La capsule conversationnelle

La capsule conversationnelle est un dispositif innovant permettant de collecter et de prétraiter numériquement des corpus de parole spontanée. Elle a vocation à se déplacer d’un lieu à l’autre, au gré des projets.
Une capsule conversationnelle
Une capsule conversationnelle. GuyKayser ; https://guykayser.autoportrait.com/capsule-conversationnelle © GuyKayser‎

Le malgache, une langue comme les autres…



C’est en 1898 qu’un enseignement du malgache commence à être dispensé à l’Inalco. Et notre institut reste à ce jour le seul établissement universitaire au monde à proposer un enseignement de malgache langue étrangère au sein d’un cursus universitaire (licence – master – doctorat).

Parmi la centaine de langues enseignées à l’Inalco, le malgache fait partie de celles dites « à petit effectif » c’est-à-dire des langues pour lesquelles le nombre d’étudiants inscrits est faible et dont le rayonnement géopolitique est restreint.

 

Même si le fait d’être une langue à petit effectif génère nécessairement des spécificités quant au déroulement des cours et à leur contenu, il n’en demeure pas moins que les étudiants de malgache partagent des besoins identiques à ceux des « grandes » langues vernaculaires.

 

Au nombre de ceux-ci peut-on citer par exemple le contact et la familiarisation avec une langue « de tous les jours » (Blanche-Benveniste : 304)[1]. Pourtant, la documentation, la description de cette langue du quotidien font régulièrement défaut aussi bien aux langues à petit effectif qu’à celles drainant un nombre important d’apprenants.

 

Cette situation résulte de multiples facteurs ayant trait, par exemple, à la mise en œuvre de collectes de données orales authentiques, à l’exploitation de ces dernières lorsqu’elles ont été recueillies, ou encore à leur traitement : comment les didactiser ? que faire de la variation qu’elles illustrent ? quelle terminologie, quel métalangage employer, etc. ?

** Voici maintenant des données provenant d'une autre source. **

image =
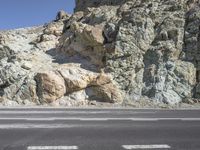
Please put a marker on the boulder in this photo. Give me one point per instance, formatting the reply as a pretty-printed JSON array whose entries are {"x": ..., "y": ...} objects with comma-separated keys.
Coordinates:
[{"x": 50, "y": 86}]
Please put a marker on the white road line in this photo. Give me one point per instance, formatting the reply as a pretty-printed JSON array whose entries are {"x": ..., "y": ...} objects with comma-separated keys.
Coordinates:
[
  {"x": 68, "y": 112},
  {"x": 163, "y": 146},
  {"x": 98, "y": 119},
  {"x": 52, "y": 147}
]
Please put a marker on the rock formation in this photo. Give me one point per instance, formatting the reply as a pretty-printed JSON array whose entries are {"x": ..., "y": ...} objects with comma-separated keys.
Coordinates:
[{"x": 112, "y": 51}]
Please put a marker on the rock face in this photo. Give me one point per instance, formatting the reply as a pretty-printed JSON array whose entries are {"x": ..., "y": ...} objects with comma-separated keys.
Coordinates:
[{"x": 107, "y": 51}]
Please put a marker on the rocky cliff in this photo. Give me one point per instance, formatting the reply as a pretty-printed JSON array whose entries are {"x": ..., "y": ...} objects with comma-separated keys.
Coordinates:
[{"x": 113, "y": 51}]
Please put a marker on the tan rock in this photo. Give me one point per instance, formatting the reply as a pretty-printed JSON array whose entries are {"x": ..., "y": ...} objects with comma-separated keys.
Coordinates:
[
  {"x": 77, "y": 78},
  {"x": 51, "y": 86}
]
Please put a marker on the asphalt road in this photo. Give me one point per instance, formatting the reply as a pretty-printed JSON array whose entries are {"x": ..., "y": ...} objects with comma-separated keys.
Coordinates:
[{"x": 99, "y": 129}]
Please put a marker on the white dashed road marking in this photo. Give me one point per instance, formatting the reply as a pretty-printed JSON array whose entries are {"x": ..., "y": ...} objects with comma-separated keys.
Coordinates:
[
  {"x": 99, "y": 119},
  {"x": 52, "y": 147},
  {"x": 163, "y": 146}
]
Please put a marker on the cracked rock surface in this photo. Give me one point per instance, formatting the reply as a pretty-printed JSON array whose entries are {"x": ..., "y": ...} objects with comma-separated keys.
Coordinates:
[{"x": 110, "y": 51}]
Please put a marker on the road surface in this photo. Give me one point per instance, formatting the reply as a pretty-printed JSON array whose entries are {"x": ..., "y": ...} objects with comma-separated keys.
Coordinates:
[{"x": 99, "y": 129}]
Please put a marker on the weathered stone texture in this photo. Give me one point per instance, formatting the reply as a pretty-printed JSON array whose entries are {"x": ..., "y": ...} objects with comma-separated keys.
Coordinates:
[{"x": 107, "y": 51}]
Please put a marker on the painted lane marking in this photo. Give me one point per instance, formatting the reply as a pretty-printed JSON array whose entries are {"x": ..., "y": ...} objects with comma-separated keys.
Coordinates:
[
  {"x": 156, "y": 146},
  {"x": 97, "y": 119},
  {"x": 52, "y": 147}
]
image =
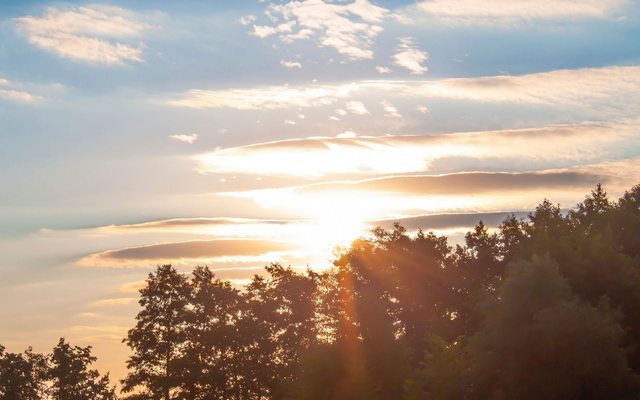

C’est ainsi que, dans leurs cours, les étudiants ont bien souvent affaire à une langue construite par le descripteur, le grammairien ou le théoricien, et que l’enseignant se trouve face à une situation paradoxale : disposer majoritairement - voire uniquement – de ressources sur l’oral illustrant un usage minoritaire des locuteurs natifs, celui que Blanche-Benveniste (Ibid.) nomme « la langue du dimanche ». Car c’est bien cette langue normée qui figure le plus souvent dans les ouvrages disponibles pour la classe de langue, la « langue de tous les jours » en étant exclue.

 

 

La capsule conversationnelle

 

C’est dans ce contexte qu’est né un projet[2] ayant pour objectif la collecte de corpus oraux à l’Inalco et prenant pour base l’utilisation de la « capsule conversationnelle ». Conçu pour répondre aux besoins en données langagières orales et spontanées des linguistes, des enseignants, mais aussi des concepteurs d’objets connectés par exemple, ce dispositif innovant, allie art, technique et numérique. Il est le résultat d’une collaboration entre des linguistes, un artiste peintre spécialiste en arts numériques, GuyKayser, et un informaticien, Gérard Parésys. Réalisée dans le cadre du projet « Les voix dans l’escalier », cette œuvre interactive nomade est destinée à permettre la collecte de corpus oraux.

 

La capsule conversationnelle se présente sous la forme d’un espace fermé (elle peut également adopter une position ouverte mais celle-ci est moins favorable au recueil de voix exemptes de sons parasites), confortable et accueillant, dans lequel les locuteurs, volontaires pour être enregistrés, s’assoient, autour d’un café par exemple. Les équipements techniques dont est dotée la capsule permettent d’une part que leur parole soit enregistrée numériquement, d’autre part que le corpus ainsi collecté bénéficie d’un prétraitement numérique.

 

En pénétrant dans la capsule pour y être enregistrés, les locuteurs s’impliquent directement dans la production du fonds des données et dans la constitution d’un patrimoine. De façon générale, la captation peut être plus ou moins orientée par le collecteur, et donner lieu ainsi par exemple au recueil de discussions, d’interviews, de lectures à voix haute, de parole littéraire comme des déclamations, des joutes oratoires, etc.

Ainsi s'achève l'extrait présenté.